Baru 36 (4) menetapkan bahwa “Jika selama dimulainya pemungutan suara tetapi sebelum penutupan pemilihan untuk salah satu Dewan Legislatif Federasi, seorang kandidat yang dinominasikan dan disponsori oleh partai politik meninggal, partai politik pemilihan baru untuk mencalonkan calon sesuai dengan Pasal 87 Undang-Undang Pemilu”.
Pasal 91 (2) juga diubah untuk menaikkan biaya maksimum pemilihan yang tidak ditanggung oleh calon presiden dari N1b menjadi N5b, sedangkan Pasal 91 (3) meningkatkan biaya maksimum untuk pemilihan gubernur menjadi N1b dari N200m.

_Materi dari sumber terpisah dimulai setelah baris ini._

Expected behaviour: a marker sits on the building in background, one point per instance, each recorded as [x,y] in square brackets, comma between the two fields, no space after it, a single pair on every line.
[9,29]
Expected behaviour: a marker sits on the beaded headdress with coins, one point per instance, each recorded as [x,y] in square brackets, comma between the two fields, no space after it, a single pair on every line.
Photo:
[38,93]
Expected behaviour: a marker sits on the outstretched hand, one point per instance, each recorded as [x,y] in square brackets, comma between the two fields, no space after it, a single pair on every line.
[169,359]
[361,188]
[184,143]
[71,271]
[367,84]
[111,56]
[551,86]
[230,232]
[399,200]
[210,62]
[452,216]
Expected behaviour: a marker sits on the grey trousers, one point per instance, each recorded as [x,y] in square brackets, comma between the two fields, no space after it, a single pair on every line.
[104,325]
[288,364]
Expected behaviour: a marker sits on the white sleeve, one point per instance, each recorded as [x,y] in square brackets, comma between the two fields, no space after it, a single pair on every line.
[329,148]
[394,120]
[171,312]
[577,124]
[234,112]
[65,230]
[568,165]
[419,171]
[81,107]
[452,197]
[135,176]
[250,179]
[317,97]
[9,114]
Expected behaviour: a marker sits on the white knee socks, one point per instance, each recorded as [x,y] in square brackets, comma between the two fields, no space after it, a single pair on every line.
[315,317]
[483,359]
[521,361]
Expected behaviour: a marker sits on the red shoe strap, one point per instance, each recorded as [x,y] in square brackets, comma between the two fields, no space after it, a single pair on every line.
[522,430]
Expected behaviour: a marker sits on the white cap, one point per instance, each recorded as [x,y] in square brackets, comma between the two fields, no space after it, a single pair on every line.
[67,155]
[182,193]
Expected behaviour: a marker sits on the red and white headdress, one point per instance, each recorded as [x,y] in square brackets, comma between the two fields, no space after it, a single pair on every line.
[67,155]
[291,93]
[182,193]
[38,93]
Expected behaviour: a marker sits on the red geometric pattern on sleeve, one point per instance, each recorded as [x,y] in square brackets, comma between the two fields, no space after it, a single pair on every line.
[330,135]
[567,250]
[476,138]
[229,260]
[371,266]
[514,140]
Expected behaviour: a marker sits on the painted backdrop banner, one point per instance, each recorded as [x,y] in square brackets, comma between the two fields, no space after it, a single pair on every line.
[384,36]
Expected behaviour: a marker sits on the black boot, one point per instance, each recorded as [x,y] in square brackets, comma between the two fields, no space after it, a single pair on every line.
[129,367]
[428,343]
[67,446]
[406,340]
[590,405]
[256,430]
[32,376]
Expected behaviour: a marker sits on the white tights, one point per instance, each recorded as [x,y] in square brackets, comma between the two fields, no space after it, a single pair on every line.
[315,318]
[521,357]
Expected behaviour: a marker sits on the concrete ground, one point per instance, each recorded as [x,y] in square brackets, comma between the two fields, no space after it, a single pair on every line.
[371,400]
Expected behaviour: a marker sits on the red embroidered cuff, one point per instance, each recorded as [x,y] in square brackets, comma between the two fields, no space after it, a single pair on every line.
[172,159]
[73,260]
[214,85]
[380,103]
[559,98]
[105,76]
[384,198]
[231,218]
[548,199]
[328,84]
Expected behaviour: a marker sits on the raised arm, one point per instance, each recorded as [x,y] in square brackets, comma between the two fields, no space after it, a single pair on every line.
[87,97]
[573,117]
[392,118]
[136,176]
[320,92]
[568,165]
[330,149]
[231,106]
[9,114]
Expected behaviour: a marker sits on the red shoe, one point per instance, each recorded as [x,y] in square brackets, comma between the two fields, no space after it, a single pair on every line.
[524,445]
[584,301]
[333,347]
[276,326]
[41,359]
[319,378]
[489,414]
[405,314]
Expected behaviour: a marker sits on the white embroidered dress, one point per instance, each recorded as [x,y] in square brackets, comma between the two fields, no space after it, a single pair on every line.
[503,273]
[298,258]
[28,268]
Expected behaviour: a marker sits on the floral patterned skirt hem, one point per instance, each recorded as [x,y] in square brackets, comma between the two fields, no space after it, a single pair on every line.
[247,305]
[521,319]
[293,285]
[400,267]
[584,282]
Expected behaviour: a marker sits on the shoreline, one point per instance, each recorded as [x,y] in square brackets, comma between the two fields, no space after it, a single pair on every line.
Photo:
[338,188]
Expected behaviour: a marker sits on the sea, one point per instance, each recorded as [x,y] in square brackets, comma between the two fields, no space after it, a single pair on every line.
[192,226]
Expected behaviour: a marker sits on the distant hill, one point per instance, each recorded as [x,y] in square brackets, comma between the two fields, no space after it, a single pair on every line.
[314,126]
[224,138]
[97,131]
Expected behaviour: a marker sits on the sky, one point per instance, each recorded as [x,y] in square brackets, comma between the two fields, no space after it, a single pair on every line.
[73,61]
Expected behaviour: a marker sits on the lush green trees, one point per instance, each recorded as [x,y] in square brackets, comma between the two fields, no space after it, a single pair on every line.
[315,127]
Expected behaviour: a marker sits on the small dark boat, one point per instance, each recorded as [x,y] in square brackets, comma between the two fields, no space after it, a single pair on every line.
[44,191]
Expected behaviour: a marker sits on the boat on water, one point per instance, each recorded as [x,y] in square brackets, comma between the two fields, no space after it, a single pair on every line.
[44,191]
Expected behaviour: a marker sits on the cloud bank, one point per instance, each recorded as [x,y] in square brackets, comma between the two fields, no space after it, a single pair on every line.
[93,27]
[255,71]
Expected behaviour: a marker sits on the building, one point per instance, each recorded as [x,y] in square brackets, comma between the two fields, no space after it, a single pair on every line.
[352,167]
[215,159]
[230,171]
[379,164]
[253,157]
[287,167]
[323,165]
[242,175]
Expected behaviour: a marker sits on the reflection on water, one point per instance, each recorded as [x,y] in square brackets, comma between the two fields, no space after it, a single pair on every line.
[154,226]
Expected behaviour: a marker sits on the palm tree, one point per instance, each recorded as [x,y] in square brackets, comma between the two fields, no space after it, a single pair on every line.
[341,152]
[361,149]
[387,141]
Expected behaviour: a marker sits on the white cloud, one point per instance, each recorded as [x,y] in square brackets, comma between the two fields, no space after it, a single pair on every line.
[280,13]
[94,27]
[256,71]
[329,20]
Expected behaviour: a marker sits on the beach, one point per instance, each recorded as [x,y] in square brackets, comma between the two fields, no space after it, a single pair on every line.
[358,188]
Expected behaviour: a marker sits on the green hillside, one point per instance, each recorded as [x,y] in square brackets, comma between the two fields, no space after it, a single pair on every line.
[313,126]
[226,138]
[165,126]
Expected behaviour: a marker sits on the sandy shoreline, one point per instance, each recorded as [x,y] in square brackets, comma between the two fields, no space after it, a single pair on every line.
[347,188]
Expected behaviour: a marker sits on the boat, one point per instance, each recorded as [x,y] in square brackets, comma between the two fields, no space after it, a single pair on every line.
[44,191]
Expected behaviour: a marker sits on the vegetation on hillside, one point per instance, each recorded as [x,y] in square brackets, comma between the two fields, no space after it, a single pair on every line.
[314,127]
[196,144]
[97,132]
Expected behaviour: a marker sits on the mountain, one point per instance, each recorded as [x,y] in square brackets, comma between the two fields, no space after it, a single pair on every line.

Demikian pula, angka dalam Pasal 91 (4) untuk kursi Senator dan Dewan Perwakilan Rakyat untuk Majelis Nasional telah ditingkatkan masing-masing menjadi N100m dan N70m dari N40m dan N20m.
Pengeluaran maksimum pemilihan Majelis Negara Bagian juga telah ditingkatkan menjadi N30m dari N10m di Pasal 91(5).
Tentang pelaksanaan pemungutan suara dengan surat suara rahasia terbuka di Pasal 52, baru (1) (b) telah disisipkan untuk mengatur penggunaan teknologi dalam pemungutan suara.
Selain itu, pasal 3 baru juga telah ditambahkan, yang berbunyi “Alat teknologi seragam harus digunakan untuk pemilihan di seluruh negeri sebagaimana ditentukan oleh Komisi”.